Significance: the first joint WeRide–Uber entry into the European market, and the fourth city in their global partnership.
Zurich: first deployment in Switzerland
Announced: June 17, 2026. Partners: WeRide and Uber, with Rydera — a local Swiss mobility operator — handling day-to-day fleet operations.
Details:
- Commercial robotaxi services across the Greater Zurich Region, a first for Switzerland.
- Public operations expected later in 2026 via the Uber app, subject to approval from Switzerland’s Federal Roads Office (FEDRO).
- A phased approach: progressive fleet scaling, transitioning to fully driverless in core urban areas.

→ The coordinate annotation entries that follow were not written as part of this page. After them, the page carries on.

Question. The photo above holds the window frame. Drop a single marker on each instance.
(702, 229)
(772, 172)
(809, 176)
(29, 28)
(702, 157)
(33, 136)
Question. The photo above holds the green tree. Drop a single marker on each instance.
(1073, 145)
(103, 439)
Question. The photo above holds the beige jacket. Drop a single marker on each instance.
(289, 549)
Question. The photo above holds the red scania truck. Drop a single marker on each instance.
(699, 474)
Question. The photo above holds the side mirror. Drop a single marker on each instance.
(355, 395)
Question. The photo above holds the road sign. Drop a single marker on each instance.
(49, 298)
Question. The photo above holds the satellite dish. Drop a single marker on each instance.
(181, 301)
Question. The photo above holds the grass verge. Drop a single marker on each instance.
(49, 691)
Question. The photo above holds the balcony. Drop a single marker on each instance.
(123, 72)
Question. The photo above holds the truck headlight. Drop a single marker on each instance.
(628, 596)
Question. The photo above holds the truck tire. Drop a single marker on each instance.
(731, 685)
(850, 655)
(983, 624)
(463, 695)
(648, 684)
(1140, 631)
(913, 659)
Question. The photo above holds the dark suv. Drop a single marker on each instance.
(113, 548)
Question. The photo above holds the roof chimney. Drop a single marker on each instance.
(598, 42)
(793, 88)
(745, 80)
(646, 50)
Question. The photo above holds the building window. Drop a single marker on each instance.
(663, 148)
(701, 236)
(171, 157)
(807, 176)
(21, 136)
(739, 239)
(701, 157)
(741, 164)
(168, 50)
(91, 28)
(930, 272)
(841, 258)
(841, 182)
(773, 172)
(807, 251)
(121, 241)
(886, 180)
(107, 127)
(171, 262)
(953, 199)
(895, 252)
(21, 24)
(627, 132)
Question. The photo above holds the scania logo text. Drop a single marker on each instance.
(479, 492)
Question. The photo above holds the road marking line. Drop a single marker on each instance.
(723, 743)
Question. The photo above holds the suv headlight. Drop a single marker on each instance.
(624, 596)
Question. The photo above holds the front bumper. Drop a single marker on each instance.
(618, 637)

Significance: the second European deployment, right after Madrid. WeRide already holds a driverless permit in Switzerland (secured in late 2025 for areas like Furttal), which smooths the path.
The bigger partnership
| Detail | |
|---|---|
| Global goal | Robotaxis in 15 cities by 2030, tens of thousands of vehicles |
| Europe | Madrid + Zurich are the first two European cities |
| Elsewhere | Fully driverless in Abu Dhabi/Dubai, public service in Riyadh |
| Vehicle | Primarily the WeRide GXR robotaxi |
| Tech | WeRide’s One universal autonomous platform + GENESIS simulation |
The model is the strategy. WeRide runs asset-light: partners like AVOMO and Rydera own and operate the fleets, while WeRide supplies the autonomous stack and Uber supplies demand and the app. That division of labor is what makes rapid multi-city, multi-country expansion plausible without WeRide carrying every vehicle on its own balance sheet.
Why Europe, and why now
- Demand and pricing. European cities offer strong ride demand and premium pricing — attractive economics for early commercial robotaxi service.
- Progressive regulation in places. Switzerland’s existing driverless permit is a concrete example of a market that’s moved early on rules.

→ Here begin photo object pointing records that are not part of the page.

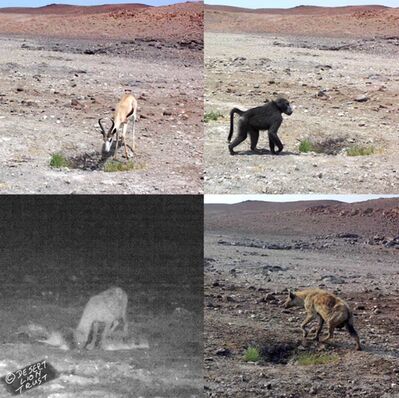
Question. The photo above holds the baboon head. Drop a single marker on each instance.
(107, 135)
(283, 105)
(292, 300)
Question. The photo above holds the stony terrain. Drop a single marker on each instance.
(57, 79)
(255, 251)
(343, 84)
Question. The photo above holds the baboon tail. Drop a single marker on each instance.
(232, 112)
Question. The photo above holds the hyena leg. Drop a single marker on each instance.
(354, 334)
(114, 325)
(308, 318)
(319, 327)
(90, 345)
(125, 325)
(330, 332)
(106, 333)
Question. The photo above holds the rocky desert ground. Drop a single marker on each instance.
(336, 66)
(63, 67)
(254, 252)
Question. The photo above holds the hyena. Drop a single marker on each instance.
(106, 309)
(327, 308)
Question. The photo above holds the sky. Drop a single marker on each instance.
(291, 198)
(294, 3)
(40, 3)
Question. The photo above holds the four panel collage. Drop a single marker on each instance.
(199, 199)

- A global footprint to build on. WeRide reports deployments across 40+ cities in 12+ countries, with permits in 8 markets (including the US, UAE, France, and Switzerland).

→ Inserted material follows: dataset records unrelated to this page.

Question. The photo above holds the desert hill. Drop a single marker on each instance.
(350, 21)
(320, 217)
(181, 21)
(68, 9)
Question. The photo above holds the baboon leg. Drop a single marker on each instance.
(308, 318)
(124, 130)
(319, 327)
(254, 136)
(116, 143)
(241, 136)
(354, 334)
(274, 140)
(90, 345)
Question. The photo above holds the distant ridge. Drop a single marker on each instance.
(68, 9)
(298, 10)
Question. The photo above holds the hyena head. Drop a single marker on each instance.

Strategically, this puts WeRide and Uber head-to-head with Waymo in the race for scalable commercial robotaxis — and notably plants a Chinese AV leader on European streets through local operating partners.
Takeaway: Madrid and Zurich aren’t full driverless launches on day one — they’re staged commercial pilots that start with safety operators and scale toward driverless as the data earns it. That’s the realistic shape of robotaxi expansion.
What to watch
1. Regulatory gates. Zurich’s public service hinges on FEDRO approval; Madrid coordinates with the regional government. Timelines move with regulators.
2. The operator-partner model. AVOMO and Rydera handling fleets is the template. If it works in Europe, expect WeRide to replicate it city by city toward the 15-by- 2030 target.
3. Safety milestones, not calendars. The transition from safety operators to fully driverless is performance-gated. “Later in 2026” for public ops doesn’t mean driverless on launch day.
Bottom line
WeRide and Uber’s Madrid and Zurich launches mark their first robotaxis in Europe — and the next step in a partnership aiming for 15 cities by 2030. Both start cautiously (safety operators, phased scaling) and run through the Uber app, powered by WeRide’s autonomous platform and local fleet operators.
These are real commercial moves, but they’re early and conditional. For the authoritative timeline, check Uber Investor Relations or WeRide IR as approvals and rollouts firm up.
Sources: WeRide and Uber announcements for Madrid (June 2, 2026) and Zurich (June 17, 2026), plus WeRide’s disclosed global footprint. Plans are subject to regulatory approval and safety performance; verify current status before relying on it.